# Combining mesh on the fly without using gameObject

I procedurally generate chunks and use the marching cube algorithm to create meshes in 3D. At first, I just created a gameObject for each cube (of course, I knew it was not optimized, but I wanted to see if the algorithm worked). For now I stock all gamesObject in child of "blocks" but it would be much more optimized to directly merge the meshes between them and only create a single gameObject. However, i did not find any way to directly merge the meshes between them.
So my question is: is there a way to directly merge meshes between them without having to use gameObject? (don't worry about texturing)

Here's the code:

    public static GameObject GenerateChunk(int[,,] map, int chunkSize, Vector3 chunkPosition)
{
GameObject blocks = new GameObject("BlockList");
GameObject newMesh;
int[] cubeVertices = new int;

// create each mesh in a gameObject as child of "blocks"
for (int x = 0; x < chunkSize; x++)
for (int z = 0; z < chunkSize; z++)
for (int y = 0; y < chunkSize; y++) {
/*
define the vertices (cubeVertices)
*/
Vector3 cubePosition = new Vector3(chunkPosition.x + x, chunkPosition.y + y, chunkPosition.z + z);
newMesh = GenerateCube(cubePosition, cubeVertices);

if (newMesh != null)
newMesh.transform.parent = blocks.transform;
}

//combine every children of "blocks" and delete them
MeshFilter[] filters = blocks.GetComponentsInChildren<MeshFilter>();
List<CombineInstance> combine = new List<CombineInstance>();
for (int i = 0; i < filters.Length; i++) {
if (filters[i].sharedMesh == null)
continue;
for (int j = 0; j < filters[i].sharedMesh.subMeshCount; j++) {
CombineInstance ci = new CombineInstance
{
mesh = filters[i].sharedMesh,
subMeshIndex = j,
transform = filters[i].transform.localToWorldMatrix
};
}
Destroy(filters[i].gameObject);
}

//create the chunk and set the final mesh with the CombineMeshes function
GameObject chunk = new GameObject("Chunk", typeof(MeshFilter), typeof(MeshRenderer));
chunk.GetComponent<MeshFilter>().mesh.CombineMeshes(combine.ToArray(), true, true);
Destroy(blocks);
return chunk;
}


Your code shown here doesn't actually depend on GameObjects - they're just serving as an expensive way for you to store a set of positions.

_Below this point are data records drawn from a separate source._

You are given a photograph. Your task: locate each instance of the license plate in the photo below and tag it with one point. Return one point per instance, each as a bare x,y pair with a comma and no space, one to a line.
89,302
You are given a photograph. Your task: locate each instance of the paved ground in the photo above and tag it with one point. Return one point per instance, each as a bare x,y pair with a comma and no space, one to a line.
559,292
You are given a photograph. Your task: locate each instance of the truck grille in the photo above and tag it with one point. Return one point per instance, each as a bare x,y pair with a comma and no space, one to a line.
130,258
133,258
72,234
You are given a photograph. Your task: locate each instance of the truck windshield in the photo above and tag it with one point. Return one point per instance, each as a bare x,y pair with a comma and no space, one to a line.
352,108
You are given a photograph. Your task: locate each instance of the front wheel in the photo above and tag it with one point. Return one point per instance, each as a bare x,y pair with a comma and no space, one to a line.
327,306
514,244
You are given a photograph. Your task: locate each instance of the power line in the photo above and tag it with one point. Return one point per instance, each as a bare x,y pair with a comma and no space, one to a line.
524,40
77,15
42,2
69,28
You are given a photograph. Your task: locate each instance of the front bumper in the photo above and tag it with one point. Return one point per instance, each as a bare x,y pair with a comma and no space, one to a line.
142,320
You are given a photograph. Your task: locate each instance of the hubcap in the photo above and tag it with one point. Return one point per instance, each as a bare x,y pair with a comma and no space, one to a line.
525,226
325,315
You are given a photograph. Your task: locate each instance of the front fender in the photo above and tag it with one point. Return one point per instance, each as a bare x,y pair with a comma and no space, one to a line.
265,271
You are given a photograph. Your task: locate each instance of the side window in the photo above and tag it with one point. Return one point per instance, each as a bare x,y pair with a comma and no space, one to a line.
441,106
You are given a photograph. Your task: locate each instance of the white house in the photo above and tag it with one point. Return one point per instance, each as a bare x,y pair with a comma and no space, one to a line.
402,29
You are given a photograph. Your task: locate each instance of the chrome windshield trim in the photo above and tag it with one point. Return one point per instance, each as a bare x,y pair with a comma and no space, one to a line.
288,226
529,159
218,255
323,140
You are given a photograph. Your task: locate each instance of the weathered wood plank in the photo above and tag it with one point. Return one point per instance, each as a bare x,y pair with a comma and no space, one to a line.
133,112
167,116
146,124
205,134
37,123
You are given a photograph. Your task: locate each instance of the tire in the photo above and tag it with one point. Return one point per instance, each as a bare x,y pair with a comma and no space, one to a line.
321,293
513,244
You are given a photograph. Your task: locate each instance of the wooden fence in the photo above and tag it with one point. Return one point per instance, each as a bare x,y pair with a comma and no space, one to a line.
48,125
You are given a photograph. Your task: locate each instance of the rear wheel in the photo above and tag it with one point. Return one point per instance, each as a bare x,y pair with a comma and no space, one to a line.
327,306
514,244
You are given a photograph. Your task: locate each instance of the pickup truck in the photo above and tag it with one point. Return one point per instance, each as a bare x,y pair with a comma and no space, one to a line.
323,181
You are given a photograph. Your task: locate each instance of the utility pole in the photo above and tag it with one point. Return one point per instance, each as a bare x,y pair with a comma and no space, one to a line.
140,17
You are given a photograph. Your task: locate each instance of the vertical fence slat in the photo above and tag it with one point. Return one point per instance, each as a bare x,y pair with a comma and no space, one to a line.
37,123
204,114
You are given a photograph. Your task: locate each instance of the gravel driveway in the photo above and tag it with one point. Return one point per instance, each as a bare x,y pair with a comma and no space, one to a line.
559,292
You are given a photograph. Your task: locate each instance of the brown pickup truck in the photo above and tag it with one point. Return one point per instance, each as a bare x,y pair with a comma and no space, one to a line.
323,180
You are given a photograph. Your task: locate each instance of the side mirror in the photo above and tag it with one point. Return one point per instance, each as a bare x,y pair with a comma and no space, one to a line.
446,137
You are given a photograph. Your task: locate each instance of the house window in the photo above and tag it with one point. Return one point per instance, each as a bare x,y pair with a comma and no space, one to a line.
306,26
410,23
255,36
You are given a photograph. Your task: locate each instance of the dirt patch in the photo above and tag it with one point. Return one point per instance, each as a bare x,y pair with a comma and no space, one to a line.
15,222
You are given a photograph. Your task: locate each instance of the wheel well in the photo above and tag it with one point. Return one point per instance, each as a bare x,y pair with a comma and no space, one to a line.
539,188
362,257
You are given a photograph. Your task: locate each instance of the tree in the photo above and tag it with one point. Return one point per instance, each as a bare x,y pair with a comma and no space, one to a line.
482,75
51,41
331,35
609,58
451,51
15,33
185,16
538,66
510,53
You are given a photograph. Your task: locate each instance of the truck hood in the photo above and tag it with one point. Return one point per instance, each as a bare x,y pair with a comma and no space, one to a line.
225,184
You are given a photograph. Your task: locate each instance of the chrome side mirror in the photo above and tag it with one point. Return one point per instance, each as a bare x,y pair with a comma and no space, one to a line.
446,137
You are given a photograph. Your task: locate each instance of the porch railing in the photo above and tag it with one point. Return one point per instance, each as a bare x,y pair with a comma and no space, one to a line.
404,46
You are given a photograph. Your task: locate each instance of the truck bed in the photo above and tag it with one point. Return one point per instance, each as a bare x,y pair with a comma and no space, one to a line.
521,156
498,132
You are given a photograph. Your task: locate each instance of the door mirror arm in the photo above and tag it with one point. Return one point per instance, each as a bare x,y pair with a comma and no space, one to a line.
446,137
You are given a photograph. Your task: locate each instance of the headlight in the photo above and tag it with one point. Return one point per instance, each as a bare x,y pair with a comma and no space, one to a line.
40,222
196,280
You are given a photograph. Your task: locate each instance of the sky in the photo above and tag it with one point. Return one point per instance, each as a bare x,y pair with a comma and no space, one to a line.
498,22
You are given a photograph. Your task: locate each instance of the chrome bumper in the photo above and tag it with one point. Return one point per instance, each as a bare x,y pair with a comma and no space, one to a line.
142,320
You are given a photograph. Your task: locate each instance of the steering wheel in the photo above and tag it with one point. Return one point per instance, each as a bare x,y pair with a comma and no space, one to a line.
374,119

So you could get something equivalent as follows, just using transformation matrices instead:

// You can assign the default Unity cube here so you have a template mesh to stamp-out.
public Mesh cubeMesh;

public static Mesh GenerateChunkMesh(int[,,] map, int chunkSize, Vector3Int chunkPosition)
{
// Prep a list of mesh instances to stitch together.
List<CombineInstance> instances = new List<CombineInstance>();

// Prepare a "template" object with the attributes we want to apply to each block.
CombineInstance instance;
instance.mesh = cubeMesh;

for (int x = 0; x < chunkSize; x++)
for (int z = 0; z < chunkSize; z++)
for (int y = 0; y < chunkSize; y++) {
Vector3Int cubePosition = chunkPosition + new Vector3Int(x, y, z);

// If this part of the map is empty, skip it without making a block.
if(map[cubePosition.x, cubePosition.y, cubePosition.z] == 0)
continue;

// Make a transformation matrix that positions the cube at this location.
instance.transform = Matrix4x4.Translate(cubePosition);

// Record "I want a cube at this position" in our work list.